You are right it's nice to have that kind of balance and not have to stress so much. DH and I have been TTC over a year now, even when he didn't have a full time job (but we still had savings), just because you never can "afford" kids anyway from what we've been told, so you just go ahead and have them and figure it out as you go basically. So that's basically what we're doing. TTC, while at the same time trying to prepare as best as we can.
 
Hi ladies so glad I'm not alone.

I haven't worked for a few years. I used to work two jobs as well as audition for dance/acting and singing and soon found it all too much on my health. Then I was badly bullied at work and was too afraid to work again. After two years at home getting over my fears I decided not to work again unless I was my own boss. Since then I have got married and moved country. I now study a at home writing course (although during my 'in hiding' two years I wrote two novels I hope to get published). I also am writing my own songs and co-writing and recording an albulm (hubby is a recording engineer). But at the end of the day the only place I want to be is at home. I love being a housewife, they only reason I have recenlty tried to kick start my careers is because I want to have a little money to put aside for our kids.

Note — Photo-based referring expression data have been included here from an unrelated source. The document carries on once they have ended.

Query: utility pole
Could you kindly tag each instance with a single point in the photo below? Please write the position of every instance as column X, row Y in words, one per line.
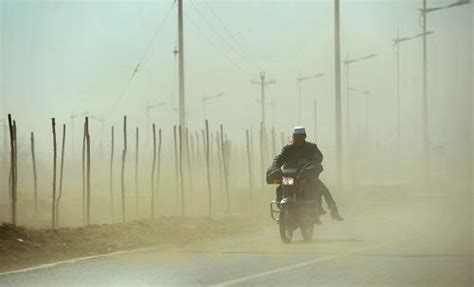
column 347, row 62
column 338, row 108
column 262, row 82
column 300, row 80
column 425, row 10
column 315, row 111
column 425, row 98
column 396, row 48
column 182, row 106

But if they don't work out I don't care. I love being at home and look forward to being an at home mum sooooo much... that's my dream career. I used to feel guilty but as time went on I realised I was doing right for myself and that when and if something was meant to happen (concerning work) it would.

Babydust to all you lovely ladies:flower::flower::flower:
 
I am new to here so would be great to have some new people to talk too.....
My husband is in the RAF and since moving into our new married quarter I havnt had a job for the last 8 months! Gets me down sometimes but we are soooo desperate for a baby to start our family though and I hope to be pregnant soon so whats the point in getting a job now?
I am finding it so difficult at the moment, i dont ahve any friends that arnt pregnant or have little ones....anyone else find themselves out with friends and completely pushed out of conversations because the mummys are tlaking about baby stuff and you cannot get involved? :(
 
I've been SAH for about three months now after having to give up work due to my health (I have Myalgic Encephalitis) my old job was very physical (I was a butcher) and I used to have to shift around a ton and half of meat every day.
I was doing ok but then had quite a severe relapse where I was signed off for three months and my OH told me that he would prefer it if I didn't work.

We spoke about it a lot and we both decided that it was best if I stayed at home.

I always said that I wanted to be a SAHM though and now that we're TTC (in my second cycle) it makes even more sense for me to stay home and not worry about working.

I have - and sometimes still do - feel guilty about being at home whilst my OH works two jobs but he's perfectly happy as that's his culture anyway.
I find that if I keep the house tidy, take care of groceries etc then I don't feel as guilty because I'm doing something that will make his life easier so we can just relax when he gets home and usually make the evening meal together.